I Think You Might Like It – YouTube.

A me le “operazioni nostalgia” mettono sempre una gran tristezza. Per “operazioni nostalgia” intendo quell’incomprensibile smania che spinge alcuni volti dello spettacolo, perfino quelli con una rispettabile carriera alle spalle –  oltre a chi, invece, campa da decenni su quei tre, quattro successi – a ritornare coraggiosamente sulle scene dopo lunghi silenzi. Soprattutto se la loro fama è dovuta, come spesso avviene, più che a doti artistiche, anche al ruolo di sex – symbol che hanno rivestito nel loro momento di massimo splendore.
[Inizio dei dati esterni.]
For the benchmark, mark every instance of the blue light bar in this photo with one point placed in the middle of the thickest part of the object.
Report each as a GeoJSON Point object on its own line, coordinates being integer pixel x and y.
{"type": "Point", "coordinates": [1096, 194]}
Mi domando: se a 20/30 anni sei stato l’irraggiungibile sogno erotico per generazioni di adolescenti deliranti, chi te lo fa fare di ripresentarti a un’età in cui dovresti dedicarti al giardinaggio o al golf a rinverdire i tuoi fasti con un aspetto che, diciamocelo francamente, ha visto stagioni migliori? Hai forse perso ai cavalli? Gli esempi si contano a decine: dal doppio mento dell’ormai 54enne Simon Le Bon alle visibili maniglie dell’amore dell’ex Take That Gary Barlow, e adesso, ciliegina sulla torta, la reunion, dopo ben 35 anni, di John Travolta e Olivia Newton-John. I quali, non soddisfatti l’uno di un curriculum d’attore navigato con diversi successi all’attivo, di un jet privato e di una discutibile militanza con Scientology, l’altra di una vita da splendida signora over 60, che rimarrà per sempre nell’immaginario collettivo la Sandy inguainata di pelle nera nella scena finale di Grease, tornano a incidere insieme un album per beneficenza, This Christmas, per di più di canzoni natalizie (altra operazione delicatissima, riuscita in passato solo a Mariah Carey con mini-gonnellino rosso, che infatti con All I want for Christmas is you ci tormenta ormai da quasi 20 anni, senza che si trovi qualcun altro degno di sostituirla come colonna sonora delle nostre feste). Iniziativa che di per sè può essere anche lodevole, e perchè no, interessante o divertente. Se non fosse che i due signori in questione, per il video del primo singolo estratto dall’album I think you might like it (che ho pubblicato qui sopra, così è più chiaro ciò di cui sto parlando) hanno citato, o meglio, rifatto il verso – evviva l’originalità – proprio alle scene girate insieme anni or sono in Grease. La stampa internazionale, senza troppi complimenti (e a ragione) li ha letteralmente fatti a pezzi. Permettetemi quindi di aggiungere solo il mio personalissimo commento: aridatece Danny Zuko.